A dry voice followed hers, old, cracked, but still sharp as flint. "Then I will," said the eldest elder, stepping forward with her staff. "These bones aren't meant for battle, but they're strong enough to watch over fools and children. Go wage your war. I'll keep what's left safe."
Deana stepped up. "We'll take medics. Engineers. Anyone who can walk and pull weight."
Muk-Tah looked toward the distant ridge where the rest of the caravan still flowed. "You'll need signals. Control groups. Layered convoys."
Isol lifted his tablet. "Already started assigning units. Old Legion pattern. Split by speed and payload. Front, center, tail."
"Supplies?" Ra-Sa asked.
Wren answered before anyone else could. "They won't need them. Based on the map Warren made the last time we were in the Red, we won't be down there for more than three hours. We move fast, stay tight, and don't stop. No rations required if we keep pace."

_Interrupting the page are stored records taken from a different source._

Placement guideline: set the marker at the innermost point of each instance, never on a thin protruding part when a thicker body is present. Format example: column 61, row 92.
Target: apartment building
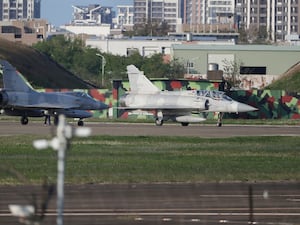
column 124, row 17
column 92, row 14
column 279, row 17
column 157, row 11
column 208, row 15
column 19, row 9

Yeri added, "There are side tunnels if we need fallback options. Some open to drop shafts."
"That's where we'll lose people," No-Rel said.
"Maybe," Warren said. "But we've been losing people to the Green for our whole lives. I'd rather lose fighting back."
Muk-Tah took a long breath. Then he looked to the other chiefs. Each gave a nod in turn. Even Kor-Ven.
"You're certain this works?" Muk-Tah asked.
"No," Warren admitted. "But it's the only thing they won't expect. And I won't sit back while the Green keeps grinding the world down."
Styll leaned out from behind him. "Red's no safe, buts life no safe."
Kor-Ven actually chuckled. "Little one's right. Safe never fed us."
Warren looked over them all. "This isn't a death march. It's a take our lives back. And we're going to break their walls from the inside."
The chiefs stood quiet.
Then Muk-Tah raised his hand, and every warrior within sight paused. Looked. Waited.
"This is the will of the Tidelord," he said. "We go beneath. We rise inside. And we burn them to ash."